Hey reader, I’m not sure what your current/future endeavors are however, in the pursuit of them have you had moments where you felt devalued? Reminders, conversations, and or messages that said you aren’t/weren’t the best choice? — well, I know I did.
I’ve felt devalued in regards to my writing talent for the last few months. The constant (like sunrise & sunset!) ghosting by jobs, receiving highly vague advice, or hearing “you need to be lucky” (this phrasing is an insult to me) hasn’t helped me get closer to my desired career change — by the way, my corporate America career is doing fine.
As a result, I began to harbor the following thoughts: maybe I have no worth in terms of writing? I don’t have the passion? The personality? Maybe I’m fooling myself and the industry is just destined to look the way it does forever?
I ended my pity party by just writing myself out of it. I mean it’s a hobby of mine, I’d write if I was on vacation…I have a problem (is that a problem?). Anywho, I wrote and then I shared what I assumed was throw away work in chat groups. I’ve re-read past articles I’ve written over the years — which I recommend to any writer in the slumps.
You know what I reminded myself of? I don’t lack writing talent, nuance, or personality — Yes, at this point I’m bragging here.
In fact on Monday, me doing what I do only, I got an idea. The idea was to create a Twitter thread to discuss Black hair styles seen in a random scene from the Japanese anime Run With The Wind, via episode 7.

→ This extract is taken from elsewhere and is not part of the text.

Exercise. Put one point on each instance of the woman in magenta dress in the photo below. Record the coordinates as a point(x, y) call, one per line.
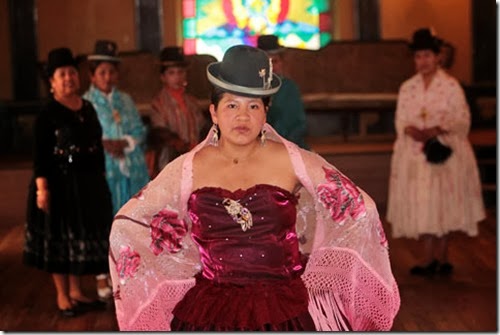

And a surprising thing happened, it’s gone viral or semi viral I think? Anyway, that thread is just a reminder to me of what I do. I examined media and the beauty of representation. Plus, I gave people the low down on haircuts/hairstyles Black folks make look good at this very second.
I’m slowly going through replies but the overall sentiment is that people are appreciating this, which does make me happy. Now, keep in mind there’s plenty of folks carving out their niche with the skills they’ve mastered. Which is great but again, tell me who wrote an analytical discussion about fades and high tops like this?
Returning back to the subject at hand. Yes, feeling devalued…sucks. This is something that happens to many and happens in an infinite number of ways to them. Again not a good feeling
So what I want to say: If for whatever reason you doubt yourself or your ability, remind yourself you can do it. Take a step back, reflect on your career(s), your output, and pat yourself on the back. Then take that energy and keep showing the world the value you bring.
The funny thing with talent? Everyone isn’t talented the same, and we all have value in what we do.
Now, I may ultimately fail and never do exactly what I’m passionate about simply because I’m not “lucky enough” (again this is an insult to hear) to break through the gatekeeping. To be honest? That’s fine. Why?
I’ll just be over here making content and writing what no one else does, beating others at their own game.